When rejecting a call based on this feature, the reason-header the SBC sends in the final response message back to the UAC is dependent on the STI operational mode of the SBC:

  • ATIS:
    • In the case of a 200OK response:
      • If the body contains reasoncode and reasontext Reason header is filled with reasoncode + reason text
      • If reason code is not present, the system uses 403
      • If reason text is not present, the system uses forbidden.
  • 3GPP—In the case of a 200 OK response, the system leaves the reason header empty.
  • ATIS and 3GPP—In the case of 4xx or 5xx responses, the system reads the reason code and reason text from the status line and uses them in the reason header.

Table of Responses to Rejected Requests

The SBC follows the table below to determine what to include as reason-text when it rejects SIP requests within the context of STIR/SHAKEN authentication and verification.

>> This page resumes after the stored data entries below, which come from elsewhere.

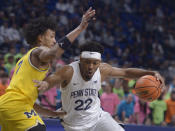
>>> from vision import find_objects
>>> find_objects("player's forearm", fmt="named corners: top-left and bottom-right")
top-left (123, 68), bottom-right (156, 79)
top-left (33, 103), bottom-right (56, 117)
top-left (44, 74), bottom-right (59, 90)
top-left (39, 44), bottom-right (63, 62)
top-left (66, 26), bottom-right (84, 43)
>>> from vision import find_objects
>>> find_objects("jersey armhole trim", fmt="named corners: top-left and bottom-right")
top-left (28, 49), bottom-right (48, 72)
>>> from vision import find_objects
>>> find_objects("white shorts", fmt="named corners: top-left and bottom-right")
top-left (62, 112), bottom-right (125, 131)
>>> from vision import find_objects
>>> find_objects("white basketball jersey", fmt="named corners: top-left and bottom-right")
top-left (61, 61), bottom-right (103, 128)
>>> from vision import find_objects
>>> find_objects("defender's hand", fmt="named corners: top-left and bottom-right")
top-left (79, 7), bottom-right (96, 30)
top-left (33, 80), bottom-right (49, 93)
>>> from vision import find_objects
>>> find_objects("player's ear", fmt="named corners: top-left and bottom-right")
top-left (37, 34), bottom-right (43, 43)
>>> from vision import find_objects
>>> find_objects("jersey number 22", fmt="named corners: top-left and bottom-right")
top-left (74, 98), bottom-right (93, 111)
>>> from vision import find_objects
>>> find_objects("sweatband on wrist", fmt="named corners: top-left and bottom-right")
top-left (81, 51), bottom-right (101, 60)
top-left (57, 37), bottom-right (71, 50)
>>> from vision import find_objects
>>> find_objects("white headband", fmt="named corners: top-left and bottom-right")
top-left (81, 51), bottom-right (101, 60)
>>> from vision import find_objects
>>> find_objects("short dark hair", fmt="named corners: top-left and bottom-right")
top-left (24, 16), bottom-right (57, 46)
top-left (80, 41), bottom-right (104, 54)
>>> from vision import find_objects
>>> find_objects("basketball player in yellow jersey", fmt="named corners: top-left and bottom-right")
top-left (0, 7), bottom-right (96, 131)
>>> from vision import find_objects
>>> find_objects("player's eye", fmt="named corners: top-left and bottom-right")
top-left (93, 62), bottom-right (97, 65)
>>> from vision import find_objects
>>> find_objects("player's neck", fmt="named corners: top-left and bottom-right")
top-left (79, 64), bottom-right (90, 81)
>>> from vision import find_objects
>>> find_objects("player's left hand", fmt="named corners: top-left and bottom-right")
top-left (33, 80), bottom-right (49, 93)
top-left (154, 72), bottom-right (165, 92)
top-left (79, 7), bottom-right (96, 30)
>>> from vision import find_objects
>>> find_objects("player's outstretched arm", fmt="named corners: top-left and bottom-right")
top-left (32, 44), bottom-right (64, 63)
top-left (65, 7), bottom-right (95, 43)
top-left (32, 7), bottom-right (95, 63)
top-left (33, 103), bottom-right (66, 118)
top-left (34, 65), bottom-right (73, 93)
top-left (100, 63), bottom-right (165, 88)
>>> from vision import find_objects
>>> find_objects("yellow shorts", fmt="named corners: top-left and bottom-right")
top-left (0, 105), bottom-right (45, 131)
top-left (0, 93), bottom-right (45, 131)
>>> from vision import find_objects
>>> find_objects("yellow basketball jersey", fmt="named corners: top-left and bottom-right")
top-left (5, 48), bottom-right (49, 106)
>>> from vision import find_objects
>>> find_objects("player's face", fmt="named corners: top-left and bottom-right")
top-left (80, 58), bottom-right (101, 81)
top-left (40, 29), bottom-right (56, 48)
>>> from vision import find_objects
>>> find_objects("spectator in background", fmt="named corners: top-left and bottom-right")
top-left (8, 23), bottom-right (21, 43)
top-left (4, 55), bottom-right (15, 74)
top-left (113, 78), bottom-right (125, 100)
top-left (0, 67), bottom-right (6, 78)
top-left (168, 77), bottom-right (175, 93)
top-left (149, 93), bottom-right (167, 126)
top-left (56, 86), bottom-right (62, 110)
top-left (0, 72), bottom-right (8, 96)
top-left (100, 81), bottom-right (120, 115)
top-left (14, 47), bottom-right (26, 62)
top-left (130, 96), bottom-right (150, 125)
top-left (0, 22), bottom-right (10, 47)
top-left (99, 81), bottom-right (106, 96)
top-left (117, 93), bottom-right (134, 123)
top-left (40, 87), bottom-right (57, 111)
top-left (4, 46), bottom-right (16, 63)
top-left (55, 63), bottom-right (63, 110)
top-left (122, 79), bottom-right (131, 97)
top-left (0, 55), bottom-right (5, 67)
top-left (168, 115), bottom-right (175, 127)
top-left (165, 89), bottom-right (175, 125)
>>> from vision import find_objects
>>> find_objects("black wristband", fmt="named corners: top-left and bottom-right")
top-left (57, 37), bottom-right (71, 50)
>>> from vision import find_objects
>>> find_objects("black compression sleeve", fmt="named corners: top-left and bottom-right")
top-left (57, 37), bottom-right (71, 50)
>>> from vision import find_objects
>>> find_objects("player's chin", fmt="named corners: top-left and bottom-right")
top-left (85, 75), bottom-right (92, 80)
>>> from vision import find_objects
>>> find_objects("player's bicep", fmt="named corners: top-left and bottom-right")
top-left (109, 67), bottom-right (126, 78)
top-left (46, 65), bottom-right (73, 87)
top-left (100, 63), bottom-right (126, 79)
top-left (30, 47), bottom-right (43, 65)
top-left (32, 46), bottom-right (57, 63)
top-left (37, 47), bottom-right (54, 63)
top-left (46, 72), bottom-right (63, 86)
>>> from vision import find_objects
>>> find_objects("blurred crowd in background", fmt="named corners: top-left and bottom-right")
top-left (0, 0), bottom-right (175, 127)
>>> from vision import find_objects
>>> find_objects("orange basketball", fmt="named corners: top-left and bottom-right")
top-left (134, 75), bottom-right (161, 102)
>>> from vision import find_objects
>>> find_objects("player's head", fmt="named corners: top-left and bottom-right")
top-left (24, 16), bottom-right (57, 48)
top-left (79, 41), bottom-right (104, 81)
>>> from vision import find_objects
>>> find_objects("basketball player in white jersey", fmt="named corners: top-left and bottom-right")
top-left (34, 41), bottom-right (165, 131)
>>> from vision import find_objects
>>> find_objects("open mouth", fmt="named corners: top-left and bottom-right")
top-left (88, 71), bottom-right (93, 75)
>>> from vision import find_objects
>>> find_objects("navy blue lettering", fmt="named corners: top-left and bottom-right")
top-left (24, 110), bottom-right (37, 118)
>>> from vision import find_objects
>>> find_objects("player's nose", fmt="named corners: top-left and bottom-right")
top-left (88, 63), bottom-right (94, 70)
top-left (53, 38), bottom-right (56, 44)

sip-reason-code Configured sip-reason-text Configured reasoncode in STI-VS response reasontext in STI-VS response Final Sip Reasoncode/Reasontext in Response
Yes Yes Yes/No Yes/No Configured sip-reason-code and /sip-reason-text
No No Yes Yes reasoncode in STI-VS response/ reasontext in STI-VS response
No No No No 403 / Forbidden
Yes No Yes/No Yes sip-reason-code Configured / reasontext in STI-VS response
Yes No Yes/No No sip-reason-code Configured / Forbidden
No Yes No Yes/No 403 / sip-reason-text Configured
No Yes Yes Yes/No reasoncode in STI-VS response/Configured sip-reason-text

Reporting on Call Rejection

The SBC provides counters on rejected calls within ACLI commands, SNMP, HDR and CDR records.

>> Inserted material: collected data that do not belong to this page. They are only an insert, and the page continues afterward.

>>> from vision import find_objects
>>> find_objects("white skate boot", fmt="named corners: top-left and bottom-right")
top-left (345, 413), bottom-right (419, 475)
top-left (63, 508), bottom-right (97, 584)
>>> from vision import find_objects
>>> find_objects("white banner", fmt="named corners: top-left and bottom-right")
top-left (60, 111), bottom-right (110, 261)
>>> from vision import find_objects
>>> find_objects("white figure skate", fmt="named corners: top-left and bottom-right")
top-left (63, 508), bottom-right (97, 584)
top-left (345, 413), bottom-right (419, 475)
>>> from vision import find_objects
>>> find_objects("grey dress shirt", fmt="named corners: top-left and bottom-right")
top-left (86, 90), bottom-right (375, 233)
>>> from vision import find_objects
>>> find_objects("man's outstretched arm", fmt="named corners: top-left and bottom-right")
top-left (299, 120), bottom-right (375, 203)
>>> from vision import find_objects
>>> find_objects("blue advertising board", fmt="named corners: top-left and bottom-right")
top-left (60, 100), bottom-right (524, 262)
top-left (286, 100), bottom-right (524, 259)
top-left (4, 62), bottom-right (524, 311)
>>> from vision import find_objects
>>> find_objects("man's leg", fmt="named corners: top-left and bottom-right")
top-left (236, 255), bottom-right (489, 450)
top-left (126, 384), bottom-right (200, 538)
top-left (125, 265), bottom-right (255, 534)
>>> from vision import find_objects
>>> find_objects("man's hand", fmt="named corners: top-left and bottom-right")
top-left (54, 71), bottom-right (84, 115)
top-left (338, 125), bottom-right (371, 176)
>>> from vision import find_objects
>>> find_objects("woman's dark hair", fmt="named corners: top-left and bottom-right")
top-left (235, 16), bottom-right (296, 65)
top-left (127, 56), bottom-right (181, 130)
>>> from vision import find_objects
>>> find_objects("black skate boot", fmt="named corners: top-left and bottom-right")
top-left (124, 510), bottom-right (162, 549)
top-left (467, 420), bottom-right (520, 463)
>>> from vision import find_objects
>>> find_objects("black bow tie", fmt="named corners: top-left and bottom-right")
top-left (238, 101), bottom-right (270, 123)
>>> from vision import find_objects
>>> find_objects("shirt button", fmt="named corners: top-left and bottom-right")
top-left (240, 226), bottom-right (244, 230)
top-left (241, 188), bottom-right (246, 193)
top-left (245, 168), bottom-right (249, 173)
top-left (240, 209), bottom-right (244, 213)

  • From the ACLI, you can find these statistics listed as 'STI-VS INVITEs Rejected' within the output of the server, interface, realm, agent, and system wide versions of the show stir command.
  • From CDRs, you can find per-call indications of call rejection presented using the Stir-VS-Invite-State VSA for RADIUS and Stir-VS-Invite-State AVP for Diameter.
  • From HDRs, you can find you can find these statistics listed as 'Stir-VS-Invite-State' within the output of the server, interface, realm, agent, and system wide HDR records.
  • From SNMP, you can find these statistics listed as 'vsInviteRejected' within the output of the server, interface, realm, agent, and system wide tables.

Related Configuration

This rejection feature works in conjunction with the server retry feature implemented with your max-retry-attempts configuration.

  • If max-retry-attempts is greater than zero, meaning recursion is disabled, the system rejects calls based on the sti-vs response from the first server that responds.
  • If max-retry-attempts is greater than zero, meaning recursion is enabled, the system rejects calls based on the sti-vs response to the last server the system attempts to reach.